21/02/2026: Todo muy limpio y el servicio de 10. Mejor localización imposible, y muy tranquilo en invierno. Mención especial para la camarera del desayuno Ariadna, ha sido muy atenta cono nosotros en todo momento con lo que necesitábamos. Gracias!
12/02/2026: Frente al pulso azul del Mediterráneo se alza el Hotel Balandret, sereno y elegante, discreto y vibrante. No es solo un lugar donde dormir: es un espacio donde el descanso adquiere sentido y el viajero encuentra abrigo.
La limpieza es impecable, casi ceremonial. Cada superficie refleja esmero; cada rincón transmite orden y claridad. Hay una armonía silenciosa en los detalles, una sensación constante de pulcritud que no se impone, sino que acompaña. Aquí la higiene no es promesa: es evidencia.

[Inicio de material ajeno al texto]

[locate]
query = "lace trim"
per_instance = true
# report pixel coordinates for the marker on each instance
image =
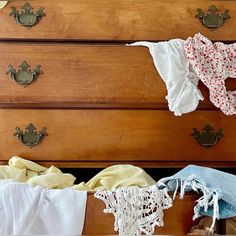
(136, 210)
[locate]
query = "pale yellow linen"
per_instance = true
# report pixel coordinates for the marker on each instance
(117, 176)
(22, 170)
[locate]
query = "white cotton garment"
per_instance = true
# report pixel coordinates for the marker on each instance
(27, 210)
(180, 79)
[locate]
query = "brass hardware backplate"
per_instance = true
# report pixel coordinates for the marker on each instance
(24, 76)
(212, 19)
(207, 138)
(27, 17)
(31, 137)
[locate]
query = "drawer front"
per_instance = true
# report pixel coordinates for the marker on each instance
(85, 75)
(116, 135)
(121, 20)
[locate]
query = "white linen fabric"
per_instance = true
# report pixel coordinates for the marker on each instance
(136, 210)
(27, 210)
(181, 81)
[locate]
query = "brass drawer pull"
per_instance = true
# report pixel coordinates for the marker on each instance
(207, 138)
(30, 137)
(27, 17)
(212, 19)
(24, 76)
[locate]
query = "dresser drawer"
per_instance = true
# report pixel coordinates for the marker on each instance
(85, 76)
(121, 20)
(116, 136)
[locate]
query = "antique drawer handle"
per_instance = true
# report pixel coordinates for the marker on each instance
(27, 17)
(30, 137)
(24, 76)
(207, 138)
(212, 19)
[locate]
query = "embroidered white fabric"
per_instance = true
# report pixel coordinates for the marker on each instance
(136, 210)
(26, 210)
(181, 81)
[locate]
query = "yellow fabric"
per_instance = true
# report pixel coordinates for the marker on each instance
(117, 176)
(3, 4)
(29, 172)
(22, 170)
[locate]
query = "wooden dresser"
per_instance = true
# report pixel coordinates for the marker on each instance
(103, 103)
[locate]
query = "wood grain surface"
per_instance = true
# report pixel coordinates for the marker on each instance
(116, 136)
(86, 76)
(123, 20)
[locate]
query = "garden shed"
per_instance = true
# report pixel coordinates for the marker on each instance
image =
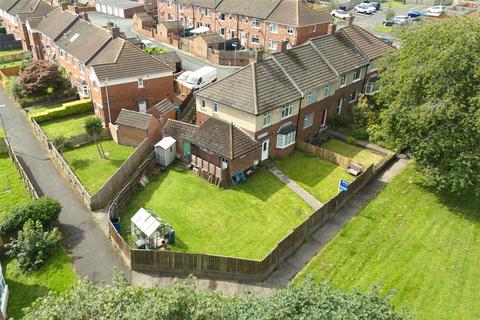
(150, 232)
(165, 151)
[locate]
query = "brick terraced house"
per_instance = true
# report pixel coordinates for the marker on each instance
(289, 96)
(114, 73)
(258, 24)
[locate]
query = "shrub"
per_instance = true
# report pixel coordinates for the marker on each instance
(338, 121)
(66, 109)
(33, 246)
(361, 134)
(63, 143)
(46, 210)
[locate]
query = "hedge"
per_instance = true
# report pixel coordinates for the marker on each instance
(66, 109)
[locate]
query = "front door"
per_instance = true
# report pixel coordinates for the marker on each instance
(265, 145)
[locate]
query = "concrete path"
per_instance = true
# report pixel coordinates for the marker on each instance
(298, 260)
(295, 187)
(91, 251)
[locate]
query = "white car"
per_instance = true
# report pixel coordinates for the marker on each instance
(435, 11)
(364, 8)
(341, 14)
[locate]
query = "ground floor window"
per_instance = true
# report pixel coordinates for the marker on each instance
(308, 121)
(285, 140)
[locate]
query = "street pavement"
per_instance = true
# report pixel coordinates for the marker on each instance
(189, 62)
(92, 254)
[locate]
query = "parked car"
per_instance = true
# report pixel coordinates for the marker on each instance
(415, 14)
(199, 78)
(341, 14)
(435, 11)
(364, 8)
(376, 5)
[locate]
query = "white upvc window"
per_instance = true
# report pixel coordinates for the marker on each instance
(287, 110)
(343, 80)
(357, 74)
(353, 96)
(285, 140)
(312, 96)
(274, 28)
(308, 120)
(327, 91)
(267, 119)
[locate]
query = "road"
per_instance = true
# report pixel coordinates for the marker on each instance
(189, 62)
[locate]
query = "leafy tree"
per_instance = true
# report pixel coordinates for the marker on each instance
(45, 210)
(430, 91)
(40, 79)
(33, 246)
(94, 127)
(306, 300)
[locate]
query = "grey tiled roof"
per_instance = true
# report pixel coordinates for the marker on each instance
(256, 9)
(164, 106)
(180, 130)
(339, 54)
(130, 62)
(368, 44)
(83, 40)
(56, 22)
(306, 67)
(134, 119)
(297, 13)
(225, 139)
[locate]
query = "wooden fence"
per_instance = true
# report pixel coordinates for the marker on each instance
(26, 180)
(116, 182)
(205, 265)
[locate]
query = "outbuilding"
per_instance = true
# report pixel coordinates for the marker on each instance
(165, 151)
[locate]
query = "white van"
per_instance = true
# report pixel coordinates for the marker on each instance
(200, 78)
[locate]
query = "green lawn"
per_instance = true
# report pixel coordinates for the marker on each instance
(92, 170)
(245, 221)
(56, 275)
(423, 244)
(12, 191)
(68, 126)
(316, 175)
(7, 52)
(360, 155)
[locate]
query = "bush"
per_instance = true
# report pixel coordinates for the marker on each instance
(66, 109)
(33, 246)
(46, 210)
(361, 134)
(338, 121)
(63, 143)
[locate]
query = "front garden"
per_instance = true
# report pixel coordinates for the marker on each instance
(421, 243)
(245, 221)
(91, 169)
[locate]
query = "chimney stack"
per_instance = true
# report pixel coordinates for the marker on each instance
(332, 28)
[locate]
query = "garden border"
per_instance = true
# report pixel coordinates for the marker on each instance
(222, 267)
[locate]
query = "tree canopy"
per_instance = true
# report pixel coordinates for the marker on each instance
(430, 95)
(183, 301)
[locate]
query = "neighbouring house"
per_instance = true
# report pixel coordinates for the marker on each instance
(258, 24)
(111, 71)
(119, 8)
(134, 127)
(217, 150)
(289, 96)
(171, 59)
(14, 15)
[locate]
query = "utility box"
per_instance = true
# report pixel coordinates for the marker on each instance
(165, 151)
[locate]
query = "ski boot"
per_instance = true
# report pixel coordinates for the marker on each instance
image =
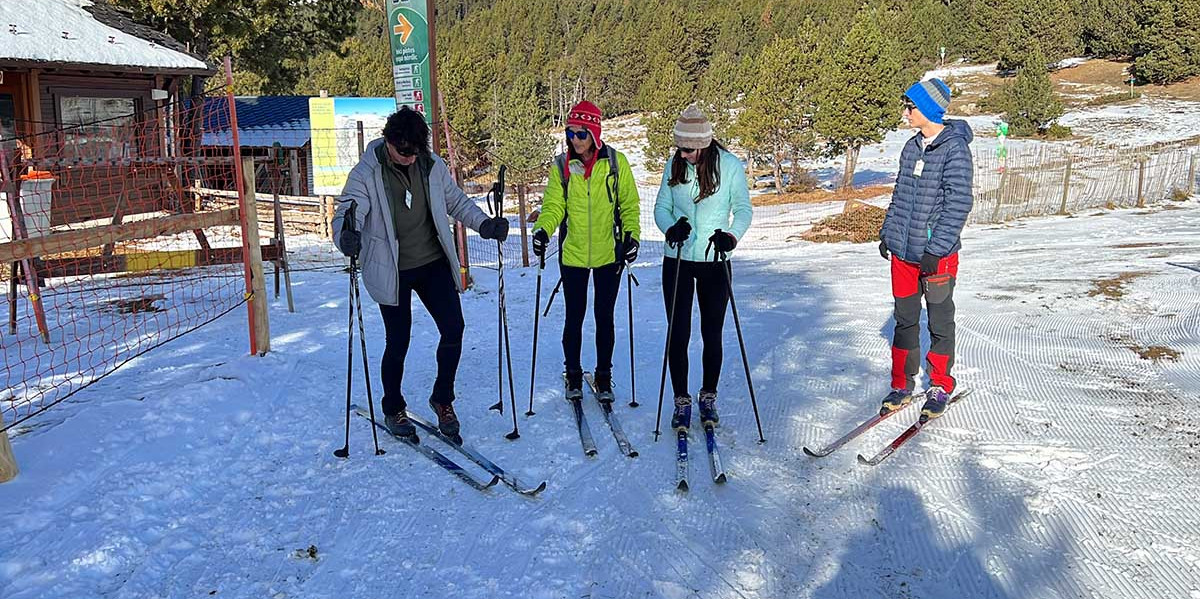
(707, 401)
(936, 401)
(603, 379)
(574, 385)
(894, 401)
(448, 421)
(400, 425)
(682, 418)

Las habitaciones, amplias y luminosas, respiran amplitud real, no retórica comercial. El espacio fluye, la luz entra franca, el mobiliario dialoga con el entorno marino. Se agradece poder abrir la maleta sin estrecheces, caminar sin tropiezos, descansar sin opresiones. Comodidad tangible, descanso notable.
La situación es, sencillamente, privilegiada. En primera línea de playa, con la arena a pocos pasos y la brisa como constante compañera. Valencia se despliega desde allí con naturalidad: paseo marítimo, gastronomía cercana, horizonte abierto. Es ubicación estratégica y, al mismo tiempo, poética.
Pero si algo distingue al Balandret es su atención. Y aquí merece mención especial Irina. Su educación es exquisita, su trato firme y cercano, su liderazgo evidente sin necesidad de alzar la voz. Coordina con solvencia, resuelve con serenidad y convierte cada interacción en una experiencia cálida. Tiene esa rara virtud de hacerte sentir no como cliente, sino como invitado; no como huésped anónimo, sino como alguien esperado. Profesionalidad con humanidad, eficiencia con cordialidad.
En suma, el Hotel Balandret no solo cumple: convence. Limpio y amplio, bien situado y bien guiado. Un lugar donde el mar descansa al lado… y el viajero, encantado, vuelve confiado.